I think I’m going to have lots of running questions in the next few weeks. When I got home, I discovered I had run an incredible 15.6 miles!!! By far my furthest run yet, and I really felt good about it. My pace was slower than usual (about 9:45), but I’ll attribute that to the hangover. I am so proud of myself for getting out there and doing that much even when I felt so crappy, and it actually cured me – I felt fantastic the rest of the day. Very minimal soreness, and none in my left thigh, even though I forgot to use my roller, so hopefully that little injury is getting better.
So since today’s run went so well, now I want to start training for a marathon in earnest. My running plan in the past has always been just kind of run as long and as far as I want. Then a few weeks before the race, I realize that I’m nowhere near prepared enough, so I throw in some long runs. However, as brilliant as my plan is, I don’t think it’s necessarily the right way to prepare for a marathon. The plans out there seem to be about 16-18 weeks, but I’ve looked at some of them, and most have a 15-16 mile run somewhere around week 9 or 10. So… does that mean I’d be okay starting at that week, and doing a 6-8 week program?
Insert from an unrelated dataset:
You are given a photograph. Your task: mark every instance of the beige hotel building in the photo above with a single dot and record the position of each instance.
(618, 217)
My goal isn’t necessarily to come in at any specific time – just to finish. Though knowing me, when it gets close to race day I’ll come up with some ridiculous goal that I will then be disappointed by not reaching.
Wow, that was a really long post. And unfortunately, not too witty, even after thinking about lots to say during my run. I may need to buy some kind of teeny tape recorder so I can record the brilliance I come up with during my runs – I promise it’s better than this long-winded diatribe.